È coautrice del libro “Il sorriso vergine”, in cui parla dell’esperienza che ha vissuto in Sicilia “e – scrivono i giovani studenti della prima B – durante il nostro incontro ci ha introdotto una parte del suo libro e, più in generale, ci ha fatto partecipi di quello che ha imparato. Ci ha anche raccontato di una ragazza nigeriana di 15 anni, che ha personalmente avuto modo di conoscere, e delel vicissitudini per raggiungere l’Italia”.
“Partendo proprio da questa storia di cui è stata testimone diretta – continuano gli studenti – Lucrezia Ferrà ci ha spiegato cosa accade ai profughi che arrivano in Italia ed ha sfatato alcuni ‘miti’ al riguardo. Al momento del loro arrivo vengono ospitati in un centro di primo soccorso, dove ricevono le cure mediche necessarie, vengono fotosegnalati e possono richiedere la protezione internazionale. Vengono poi smistati nei centri di accoglienza e lo stato sostiene i costi per il loro mantenimento. Solo in un secondo momento e quindi spesso dopo molti mesi (l’accoglimento della loro domanda prevede tempi molto lunghi) lasciano i centri di prima accoglienza, per essere accolti ed integrati in realtà più adeguate. Molto spesso, però, i profughi che giungono in Italia non hanno nessun desiderio di rimanere qui, ma sognano di raggiungere i loro parenti che vivono in Francia o in Germania”.

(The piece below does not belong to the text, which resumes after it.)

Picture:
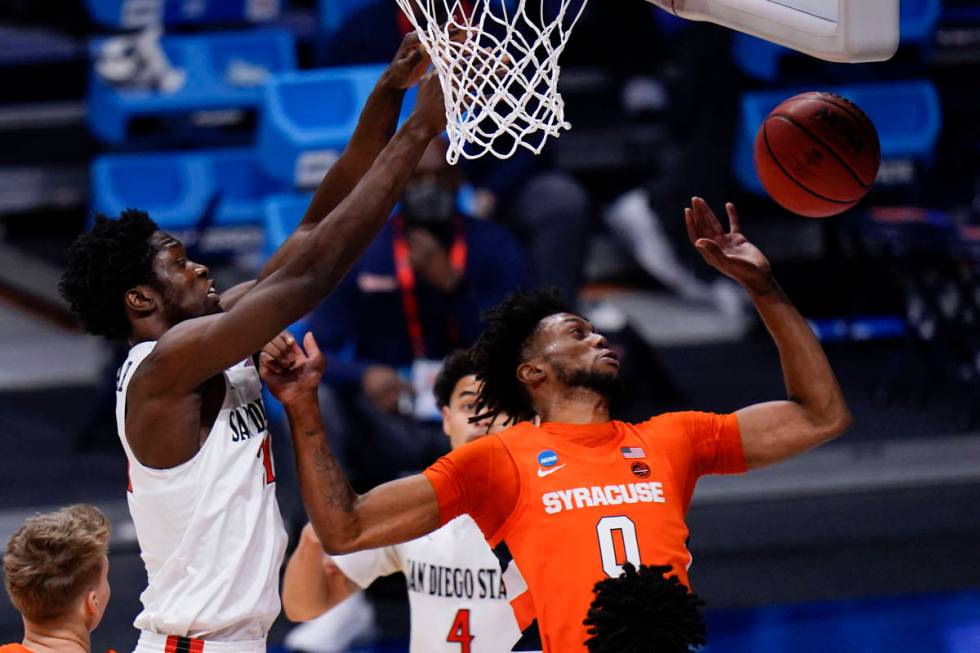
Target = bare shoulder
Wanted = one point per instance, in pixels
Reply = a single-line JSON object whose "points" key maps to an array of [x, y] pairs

Lucrezia ha precisato che i profughi non ricevono 35 euro al giorno come si sente dire, ma il minimo indispensabile che va dai 2 ai 7 euro mentre il resto viene dato alla struttura ospitante. Ha spiegato anche che non è vero che le strutture ospitanti sono hotel a cinque stelle, ma che spesso si tratta di strutture ai limiti dell’agibilità, dove a volte manca l’acqua o la luce. Spesso il fatto che gli immigrati abbiano con sé gli smartphone solleva critiche nei confronti del loro effettivo stato di povertà, ma si tratta di cellulari che servono a mantenere i contatti con le loro famiglie. In alcuni casi inoltre questi sembrano essere forniti assieme alle relative ricariche da organizzazioni di tipo mafioso allo scopo di controllare e ricattare gli immigrati stessi.
“Ci ha fatto molto piacere conoscere Lucrezia e ascoltare la sua testimonianza – concludono i ragazzi -. Ci ha fatto riflettere su tematiche importanti di cui sentiamo parlare quotidianamente. Mentre prima ascoltavamo con superficialità quello che ci accadeva attorno, adesso abbiamo sicuramente un occhio più attento alle immagini che vediamo in televisione e forse siamo anche un po’ più sensibili”.